11. Here, we find that the learned single judge completely missed the core issue. That Court, appears to have been swayed solely by the fact that the employer could not prove that the petitioner-respondent was in an inebriated/drunken state. However, the learned single judge has hurriedly reached the conclusion of innocence by completely overlooking the fact that the second article of charge was quite independent of allegation of drunkenness. It has also missed the attention of the learned single judge that the second article of charge was a heavier charge which had been duly proved at the domestic enquiry proceedings. No discussion has been offered by the learned single judge to overcome the finding of guilt recorded during the domestic enquiry proceeding. Here, suffice to note, unless the finding had been recorded by the learned single judge that the domestic enquiry proceeding was vitiated, there could arise no occasion with the writ Court to interfere with the finding of fact recorded by the disciplinary authority. That, to our mind is a fatal error on principle, committed by the learned single judge.
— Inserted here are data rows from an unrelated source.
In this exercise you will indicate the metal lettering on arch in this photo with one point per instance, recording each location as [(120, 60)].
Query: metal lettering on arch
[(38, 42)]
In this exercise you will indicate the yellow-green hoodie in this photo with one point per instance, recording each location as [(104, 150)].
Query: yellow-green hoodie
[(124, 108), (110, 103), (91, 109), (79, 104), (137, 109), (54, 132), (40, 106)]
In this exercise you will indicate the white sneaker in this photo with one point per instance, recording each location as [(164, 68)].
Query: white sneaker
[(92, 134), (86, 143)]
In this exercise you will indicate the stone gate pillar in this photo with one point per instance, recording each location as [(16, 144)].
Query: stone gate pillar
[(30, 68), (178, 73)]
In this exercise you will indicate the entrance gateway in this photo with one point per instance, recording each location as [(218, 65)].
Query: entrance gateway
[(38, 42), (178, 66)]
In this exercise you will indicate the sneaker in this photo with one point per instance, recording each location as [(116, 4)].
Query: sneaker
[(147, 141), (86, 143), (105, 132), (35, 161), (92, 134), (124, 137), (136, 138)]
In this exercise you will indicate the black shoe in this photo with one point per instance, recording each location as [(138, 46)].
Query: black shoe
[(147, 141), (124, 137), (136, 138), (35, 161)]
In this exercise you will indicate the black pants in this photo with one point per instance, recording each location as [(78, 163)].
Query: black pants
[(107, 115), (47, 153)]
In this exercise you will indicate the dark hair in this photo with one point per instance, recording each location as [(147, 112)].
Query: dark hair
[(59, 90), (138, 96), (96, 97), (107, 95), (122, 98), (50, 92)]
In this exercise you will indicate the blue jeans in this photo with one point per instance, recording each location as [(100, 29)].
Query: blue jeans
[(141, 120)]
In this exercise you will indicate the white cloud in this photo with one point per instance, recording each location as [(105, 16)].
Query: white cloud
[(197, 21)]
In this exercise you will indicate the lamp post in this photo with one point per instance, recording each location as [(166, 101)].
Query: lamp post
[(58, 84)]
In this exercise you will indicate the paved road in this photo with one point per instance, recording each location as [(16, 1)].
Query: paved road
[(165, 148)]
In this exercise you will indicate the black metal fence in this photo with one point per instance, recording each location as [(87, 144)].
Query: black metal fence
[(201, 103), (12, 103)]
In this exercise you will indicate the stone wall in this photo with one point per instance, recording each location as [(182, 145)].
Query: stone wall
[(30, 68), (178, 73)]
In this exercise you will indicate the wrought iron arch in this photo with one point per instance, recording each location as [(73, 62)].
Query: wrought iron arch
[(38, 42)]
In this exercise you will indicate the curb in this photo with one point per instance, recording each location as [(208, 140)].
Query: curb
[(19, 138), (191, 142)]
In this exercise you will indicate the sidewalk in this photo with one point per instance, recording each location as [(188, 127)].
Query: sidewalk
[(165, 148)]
12. Since the intra court appeal proceeding remains a proceeding by way of appeal on principle, we find ourselves obligated to apply the correct principle.

13. Having perused the record and having heard counsel for parties, we find there is nothing to doubt the fairness and completeness of the domestic enquiry proceeding. The finding of guilt on the second article of charge of firing a shot from his service Carbine, as resulted in disruption of election process, is based on due evidence and material gathered during the enquiry proceedings. Therefore, the domestic enquiry proceedings cannot be seen to be vitiated, on any count.

14. Consequently, there survives no room to offer any interference in exercise of writ jurisdiction. The appeal succeeds. The order of the learned single judge dated 15.5.2019 is set aside.

15. Since the petitioner-respondent is reported to have died, it is left open to his legal representatives to apply for sympathetic consideration, for the purpose of computation of terminal dues.

16. The appeal is accordingly disposed of.